In the UK there are over 11 million people living with a disability. Disabilities vary greatly in their presentation and the amount of care and support needed depends on each individual. Caring for someone with a disability can be stressful. Here at Harley Street Care we provide bespoke disability care in London for individuals with various support needs.
Do you, or someone you care about, live with a disability?
An injury that has happened to the brain (or spinal cord) after birth. The causes of an ABI are numerous and may include: traumatic head injury, a stroke, or a tumour. The effects of an ABI can vary, from minor impairment of a person’s normal functionality to a more devastating disability.
An acquired brain injury can cause:
- Cognitive impairment
- Coma and reduced states of awareness
- Communication difficulties
- Emotional changes
- Physical effects
- Hormonal imbalances
- Memory problems
- Difficulty making decisions
As with all disabilities, acquired brain injuries affect people in ways that are unique to them only. There is no ‘one-size-fits-all’ care-package for those experiencing difficulties. With this is mind, it is important that a person leaving hospital with an ABI has a care plan put in place to specifically address their individual needs and preferences.

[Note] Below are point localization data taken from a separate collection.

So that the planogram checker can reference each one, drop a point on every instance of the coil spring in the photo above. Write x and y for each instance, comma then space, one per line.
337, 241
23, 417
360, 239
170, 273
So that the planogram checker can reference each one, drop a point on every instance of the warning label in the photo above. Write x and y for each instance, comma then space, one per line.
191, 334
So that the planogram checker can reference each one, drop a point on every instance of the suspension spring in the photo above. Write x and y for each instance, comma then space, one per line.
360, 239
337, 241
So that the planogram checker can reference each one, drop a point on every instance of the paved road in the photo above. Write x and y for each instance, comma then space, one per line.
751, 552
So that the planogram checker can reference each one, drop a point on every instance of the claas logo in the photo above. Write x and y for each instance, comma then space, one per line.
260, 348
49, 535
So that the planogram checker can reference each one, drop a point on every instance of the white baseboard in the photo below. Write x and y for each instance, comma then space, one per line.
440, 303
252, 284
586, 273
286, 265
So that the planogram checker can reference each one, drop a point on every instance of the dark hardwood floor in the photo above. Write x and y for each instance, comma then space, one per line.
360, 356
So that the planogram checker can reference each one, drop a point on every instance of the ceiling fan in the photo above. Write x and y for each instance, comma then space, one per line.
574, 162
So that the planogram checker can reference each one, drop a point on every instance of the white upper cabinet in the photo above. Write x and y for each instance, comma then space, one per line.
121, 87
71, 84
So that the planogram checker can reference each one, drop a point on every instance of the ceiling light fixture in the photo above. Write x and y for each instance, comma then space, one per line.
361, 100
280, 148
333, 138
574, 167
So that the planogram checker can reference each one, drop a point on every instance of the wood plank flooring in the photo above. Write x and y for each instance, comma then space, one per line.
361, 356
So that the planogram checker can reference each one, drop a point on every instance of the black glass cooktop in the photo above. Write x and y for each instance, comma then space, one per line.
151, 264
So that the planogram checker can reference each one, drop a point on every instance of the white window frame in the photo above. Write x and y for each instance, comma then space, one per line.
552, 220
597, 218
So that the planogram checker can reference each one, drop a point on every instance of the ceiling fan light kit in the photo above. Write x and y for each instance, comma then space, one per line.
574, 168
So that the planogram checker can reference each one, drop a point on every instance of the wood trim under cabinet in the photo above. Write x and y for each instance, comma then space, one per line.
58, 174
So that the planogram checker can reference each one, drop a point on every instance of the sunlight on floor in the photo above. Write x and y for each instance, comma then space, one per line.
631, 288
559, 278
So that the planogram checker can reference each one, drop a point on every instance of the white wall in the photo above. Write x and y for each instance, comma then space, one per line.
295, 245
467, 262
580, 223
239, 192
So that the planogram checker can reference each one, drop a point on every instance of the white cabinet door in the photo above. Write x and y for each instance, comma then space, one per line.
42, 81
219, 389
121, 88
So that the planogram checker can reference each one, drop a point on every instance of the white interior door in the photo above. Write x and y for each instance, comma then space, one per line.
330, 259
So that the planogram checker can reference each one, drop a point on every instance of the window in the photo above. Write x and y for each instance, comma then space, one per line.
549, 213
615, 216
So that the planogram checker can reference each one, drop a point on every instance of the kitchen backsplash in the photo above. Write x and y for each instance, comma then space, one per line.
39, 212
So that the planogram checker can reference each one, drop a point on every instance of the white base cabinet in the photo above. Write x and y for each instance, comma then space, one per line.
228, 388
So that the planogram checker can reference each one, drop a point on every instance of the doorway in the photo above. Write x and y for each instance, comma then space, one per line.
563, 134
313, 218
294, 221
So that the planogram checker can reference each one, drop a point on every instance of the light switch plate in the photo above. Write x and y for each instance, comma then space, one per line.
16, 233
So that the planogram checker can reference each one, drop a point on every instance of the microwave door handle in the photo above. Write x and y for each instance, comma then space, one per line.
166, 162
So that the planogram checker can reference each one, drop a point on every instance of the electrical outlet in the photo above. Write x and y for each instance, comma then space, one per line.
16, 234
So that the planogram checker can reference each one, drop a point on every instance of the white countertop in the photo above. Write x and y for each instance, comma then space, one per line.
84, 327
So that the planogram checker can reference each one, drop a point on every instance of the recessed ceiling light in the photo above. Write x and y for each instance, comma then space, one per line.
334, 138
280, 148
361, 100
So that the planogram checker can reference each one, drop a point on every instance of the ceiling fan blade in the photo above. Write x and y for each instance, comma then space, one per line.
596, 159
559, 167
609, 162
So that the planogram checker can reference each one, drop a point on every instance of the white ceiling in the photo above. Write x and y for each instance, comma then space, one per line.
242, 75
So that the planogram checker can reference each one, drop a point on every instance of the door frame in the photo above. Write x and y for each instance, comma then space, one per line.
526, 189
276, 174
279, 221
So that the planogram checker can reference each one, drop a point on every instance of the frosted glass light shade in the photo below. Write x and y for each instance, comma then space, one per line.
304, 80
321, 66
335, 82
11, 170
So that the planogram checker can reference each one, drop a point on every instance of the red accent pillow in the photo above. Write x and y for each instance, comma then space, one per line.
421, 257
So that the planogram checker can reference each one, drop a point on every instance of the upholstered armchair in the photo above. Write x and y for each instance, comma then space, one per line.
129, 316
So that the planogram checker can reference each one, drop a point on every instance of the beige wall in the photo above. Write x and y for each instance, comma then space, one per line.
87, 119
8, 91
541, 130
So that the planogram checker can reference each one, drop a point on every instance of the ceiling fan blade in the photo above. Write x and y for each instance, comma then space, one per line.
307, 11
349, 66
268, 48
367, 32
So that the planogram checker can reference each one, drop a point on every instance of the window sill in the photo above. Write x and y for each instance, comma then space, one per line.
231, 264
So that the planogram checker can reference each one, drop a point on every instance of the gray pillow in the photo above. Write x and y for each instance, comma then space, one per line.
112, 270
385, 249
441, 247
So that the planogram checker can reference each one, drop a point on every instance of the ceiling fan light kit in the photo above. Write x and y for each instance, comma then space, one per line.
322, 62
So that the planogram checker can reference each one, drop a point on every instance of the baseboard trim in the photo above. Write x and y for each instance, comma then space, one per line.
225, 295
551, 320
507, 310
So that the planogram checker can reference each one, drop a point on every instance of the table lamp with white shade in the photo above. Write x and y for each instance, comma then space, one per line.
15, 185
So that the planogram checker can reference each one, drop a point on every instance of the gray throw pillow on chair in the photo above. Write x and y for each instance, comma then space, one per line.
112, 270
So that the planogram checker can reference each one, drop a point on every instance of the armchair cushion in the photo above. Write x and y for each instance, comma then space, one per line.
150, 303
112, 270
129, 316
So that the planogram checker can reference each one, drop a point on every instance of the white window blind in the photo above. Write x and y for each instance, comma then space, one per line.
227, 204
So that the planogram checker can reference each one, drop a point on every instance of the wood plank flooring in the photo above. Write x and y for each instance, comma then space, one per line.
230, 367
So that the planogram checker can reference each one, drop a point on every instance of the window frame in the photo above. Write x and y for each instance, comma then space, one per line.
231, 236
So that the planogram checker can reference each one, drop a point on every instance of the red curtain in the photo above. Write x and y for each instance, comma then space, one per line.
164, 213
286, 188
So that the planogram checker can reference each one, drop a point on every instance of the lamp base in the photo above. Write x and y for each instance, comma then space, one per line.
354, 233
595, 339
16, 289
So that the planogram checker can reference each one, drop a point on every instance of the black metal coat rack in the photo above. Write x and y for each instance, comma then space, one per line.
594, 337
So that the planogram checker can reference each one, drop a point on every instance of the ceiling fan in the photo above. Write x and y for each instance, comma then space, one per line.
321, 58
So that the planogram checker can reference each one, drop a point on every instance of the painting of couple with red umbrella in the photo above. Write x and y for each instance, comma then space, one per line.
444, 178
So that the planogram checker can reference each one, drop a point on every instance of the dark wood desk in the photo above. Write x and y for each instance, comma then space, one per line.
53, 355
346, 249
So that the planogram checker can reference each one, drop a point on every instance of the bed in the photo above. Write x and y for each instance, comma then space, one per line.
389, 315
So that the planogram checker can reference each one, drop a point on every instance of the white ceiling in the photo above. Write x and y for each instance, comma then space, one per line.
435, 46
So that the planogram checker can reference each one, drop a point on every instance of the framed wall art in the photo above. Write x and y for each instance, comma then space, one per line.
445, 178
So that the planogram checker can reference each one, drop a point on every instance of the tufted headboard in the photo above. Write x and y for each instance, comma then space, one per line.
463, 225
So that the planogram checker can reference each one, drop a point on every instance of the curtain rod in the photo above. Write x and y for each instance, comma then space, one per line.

Sensory and Learning Disabilities
Visual impairment affects about 2 million people in the UK. Of this number, many have potentially reversible cataracts whilst others have correctable refractive errors.
Around 360,000 people in the UK are registered as blind or partially sighted. These people experience severe, or total, loss of sight which is irreversible.
- 1 in 5 people over 75 are affected by sight loss. This number rises to 1 in 2 people over the age of 90
- There is a link between sight loss and reduced wellbeing. Over one-third of older people with sight loss are also living with depression
- Two-thirds of working aged people who are registered as blind or partially sighted are not in paid employment
Being diagnosed with a visual disability can cause many different emotions; shock, grief, anxiety and a fear of what the future holds are all common.
Whether in the early days of a diagnosis or later on, there are many organisations which can provide excellent support and assistance for people experiencing any type of visual impairment.
Whilst it’s important that those who are registered as blind or partially sighted maintain their independence and autonomy, it may be that they feel that they need a little extra support to carry on living life to their full enjoyment.